A common mistake golfers will make in their first movement is with their hands or left shoulder (lead shoulder). This gets the club outside the correct swing path. Meaning you will be coming out to in with your golf swing. This will create a loss of power and direction issues.

To prevent you getting outside your swing path. Your right elbow (trial elbow) should be dropping and kept close to the side of your body throughout the swing. This will allow you to maintain the power and you will remain on the correct swing path…in to out.

With your left hip moving slightly and trial elbow dropping, it is a matter of unwinding your torso. Through rotating your hips and shoulders towards the target and allowing the club to come through to impact the ball.

You do not need to force the ball up. The loft of the club will do this for you. So do not sway back and lift up when making contact with the ball. This is when you will top the ball.


The defining moment will come on impact. As all the work you have done in your setup and backswing will be on show when you strike the golf ball.

When you strike the ball, you are wanting to strike the ball in the middle of the clubface. For this to happen, the clubhead needs to be square on impact. To assist you with knowing where the ball is impacting the clubface, you can use impact tape.

If you are starting out, you may think you need to hit the ball in your upswing to lift the ball in the air. This is not the case for iron shots. You hit the ball in your downswing and then bottoming out your swing after striking the ball. When hitting the driver, you hit the ball slightly on the upswing.

By hitting the ball in your downswing, you will hit the ball first and immediately after hit the ground. I am sure you have watched many slow-motion replays of pro golfers hitting the ball first then taking a divot after.

Putting this altogether, to get into the correct impact position:

  1. Hands are towards the target and are slightly in front of the clubhead on impact
  2. Left leg (lead leg) is straightened and right leg (trial leg) slightly bent with your right foot starting to lift off the floor
  3. Head & chest remains over the ball
  4. Hips pointing towards the target as much as you can

 If you are getting into this impact position, then you will be hitting the ball straight and long.
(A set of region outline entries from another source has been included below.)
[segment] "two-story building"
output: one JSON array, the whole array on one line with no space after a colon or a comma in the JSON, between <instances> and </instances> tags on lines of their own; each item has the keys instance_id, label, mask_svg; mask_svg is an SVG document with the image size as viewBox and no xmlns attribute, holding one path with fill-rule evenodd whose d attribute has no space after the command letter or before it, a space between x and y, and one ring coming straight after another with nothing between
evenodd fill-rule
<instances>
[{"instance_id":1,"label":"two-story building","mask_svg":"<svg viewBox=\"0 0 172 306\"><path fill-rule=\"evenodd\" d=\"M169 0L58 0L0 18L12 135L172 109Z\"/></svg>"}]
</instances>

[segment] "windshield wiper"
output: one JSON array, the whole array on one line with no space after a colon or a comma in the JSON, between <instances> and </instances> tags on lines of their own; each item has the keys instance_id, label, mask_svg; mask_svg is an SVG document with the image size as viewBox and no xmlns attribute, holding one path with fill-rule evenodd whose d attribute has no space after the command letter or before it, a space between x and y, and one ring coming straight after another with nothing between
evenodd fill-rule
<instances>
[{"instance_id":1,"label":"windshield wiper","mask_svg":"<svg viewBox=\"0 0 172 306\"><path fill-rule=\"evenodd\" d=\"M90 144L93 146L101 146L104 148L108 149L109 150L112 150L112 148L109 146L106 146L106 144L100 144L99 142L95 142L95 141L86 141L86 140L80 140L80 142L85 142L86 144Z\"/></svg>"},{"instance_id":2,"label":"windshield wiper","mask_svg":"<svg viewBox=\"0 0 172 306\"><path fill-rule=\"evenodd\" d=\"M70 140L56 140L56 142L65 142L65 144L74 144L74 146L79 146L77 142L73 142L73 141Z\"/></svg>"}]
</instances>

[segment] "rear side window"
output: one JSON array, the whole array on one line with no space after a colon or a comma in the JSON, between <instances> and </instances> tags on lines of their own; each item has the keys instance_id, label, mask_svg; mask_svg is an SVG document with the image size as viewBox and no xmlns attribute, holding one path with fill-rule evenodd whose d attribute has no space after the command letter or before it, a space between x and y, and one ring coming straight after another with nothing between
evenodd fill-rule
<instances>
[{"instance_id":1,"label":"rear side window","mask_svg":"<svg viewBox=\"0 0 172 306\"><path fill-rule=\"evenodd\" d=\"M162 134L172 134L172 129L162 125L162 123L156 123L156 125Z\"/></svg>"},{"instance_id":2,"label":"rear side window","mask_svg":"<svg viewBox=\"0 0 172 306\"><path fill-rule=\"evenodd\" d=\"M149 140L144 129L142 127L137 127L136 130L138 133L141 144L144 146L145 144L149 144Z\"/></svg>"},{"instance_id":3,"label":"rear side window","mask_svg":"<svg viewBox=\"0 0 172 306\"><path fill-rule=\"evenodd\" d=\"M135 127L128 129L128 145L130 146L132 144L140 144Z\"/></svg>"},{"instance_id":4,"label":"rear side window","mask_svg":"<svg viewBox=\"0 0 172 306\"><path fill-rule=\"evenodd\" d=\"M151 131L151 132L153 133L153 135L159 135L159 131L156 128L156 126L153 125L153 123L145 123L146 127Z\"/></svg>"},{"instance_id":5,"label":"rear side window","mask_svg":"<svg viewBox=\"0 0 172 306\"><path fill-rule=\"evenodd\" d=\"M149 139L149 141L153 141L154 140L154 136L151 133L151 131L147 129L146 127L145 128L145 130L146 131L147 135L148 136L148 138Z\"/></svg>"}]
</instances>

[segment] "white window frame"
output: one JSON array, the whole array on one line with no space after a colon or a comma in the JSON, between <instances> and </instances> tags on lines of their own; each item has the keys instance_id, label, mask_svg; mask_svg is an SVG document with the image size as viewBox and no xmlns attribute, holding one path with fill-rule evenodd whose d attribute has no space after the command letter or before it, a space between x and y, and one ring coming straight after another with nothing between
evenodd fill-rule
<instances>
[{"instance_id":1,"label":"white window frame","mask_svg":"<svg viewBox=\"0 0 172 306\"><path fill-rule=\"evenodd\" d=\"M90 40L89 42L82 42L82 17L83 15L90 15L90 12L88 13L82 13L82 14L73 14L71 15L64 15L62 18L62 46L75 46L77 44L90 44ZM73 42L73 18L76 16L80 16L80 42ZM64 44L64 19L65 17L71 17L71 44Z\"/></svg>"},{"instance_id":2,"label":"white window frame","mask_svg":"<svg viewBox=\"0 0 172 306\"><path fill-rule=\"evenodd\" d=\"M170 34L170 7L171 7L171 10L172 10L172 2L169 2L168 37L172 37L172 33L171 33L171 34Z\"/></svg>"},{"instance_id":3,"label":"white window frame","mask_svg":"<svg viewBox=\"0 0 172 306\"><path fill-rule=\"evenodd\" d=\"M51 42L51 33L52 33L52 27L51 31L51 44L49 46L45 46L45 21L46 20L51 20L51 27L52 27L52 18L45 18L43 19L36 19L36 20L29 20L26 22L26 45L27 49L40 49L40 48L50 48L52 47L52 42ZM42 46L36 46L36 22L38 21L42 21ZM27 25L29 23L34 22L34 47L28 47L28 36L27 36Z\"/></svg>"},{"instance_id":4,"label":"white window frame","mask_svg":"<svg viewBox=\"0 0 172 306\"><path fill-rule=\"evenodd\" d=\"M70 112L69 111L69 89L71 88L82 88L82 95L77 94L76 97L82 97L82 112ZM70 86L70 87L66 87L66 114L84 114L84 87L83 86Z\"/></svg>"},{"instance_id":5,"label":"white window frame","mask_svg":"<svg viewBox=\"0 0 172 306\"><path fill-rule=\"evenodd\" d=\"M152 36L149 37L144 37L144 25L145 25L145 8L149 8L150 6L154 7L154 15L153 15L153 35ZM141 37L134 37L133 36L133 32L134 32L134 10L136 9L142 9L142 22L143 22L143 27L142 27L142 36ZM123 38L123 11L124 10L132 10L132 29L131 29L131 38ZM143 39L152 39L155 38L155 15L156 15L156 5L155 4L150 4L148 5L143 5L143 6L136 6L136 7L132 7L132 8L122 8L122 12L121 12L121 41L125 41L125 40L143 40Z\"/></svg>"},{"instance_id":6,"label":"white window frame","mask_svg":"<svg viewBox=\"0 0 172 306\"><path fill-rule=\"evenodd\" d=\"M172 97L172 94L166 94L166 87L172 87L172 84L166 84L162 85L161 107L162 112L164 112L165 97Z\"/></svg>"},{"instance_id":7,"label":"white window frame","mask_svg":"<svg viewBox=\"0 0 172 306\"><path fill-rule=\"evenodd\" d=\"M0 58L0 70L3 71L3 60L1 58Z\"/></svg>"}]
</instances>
Follow through & Finish position

Video courtesy of Rick Shiels Golf.

Now the final part of the golf swing to ensure you are getting the ball where you are wanting it to go. One of the cardinal sins you can do is decelerate your swing after you have hit the golf ball. This will impact your power, control, and accuracy. 

So, let us look at the key parts of the follow through:

  • Rotation: You need to keep unwinding your body, by continuing to rotate your hips and shoulders. Your hips and body should rotate all the way through to be facing the target. As you rotate and are in your finish position, your right heel will lift off the floor.
  • Weight Transfer: By rotating you are transferring your weight to your front leg. Make sure you are straightening and extending your front leg through your follow through. When you finish your swing the weight distribution should be 90% on your left leg and 10% on your right leg. A common mistake golfers make is collapsing their left leg (front leg). This will impact your power by diminishing your ability to transfer weight and rotate your body.
  • Extension of arms: As you strike the ball, you need to focus on fully extending your arms towards the target and away from your body. This extension creates a full swing arc, maximizing power and ensuring a proper release of the clubhead. When you have finished your golf swing, your arms and hands should be around your head and neck.

Final Thoughts

Now you know the key components of a golf swing. I know you may be feeling overwhelmed, thinking there is a lot of information to take in. Try to keep it simple and practice on each component of your golf swing. A great way to do this is by practicing in front of a mirror and/or videoing yourself. The key to mastering your golf swing is continuing to practice.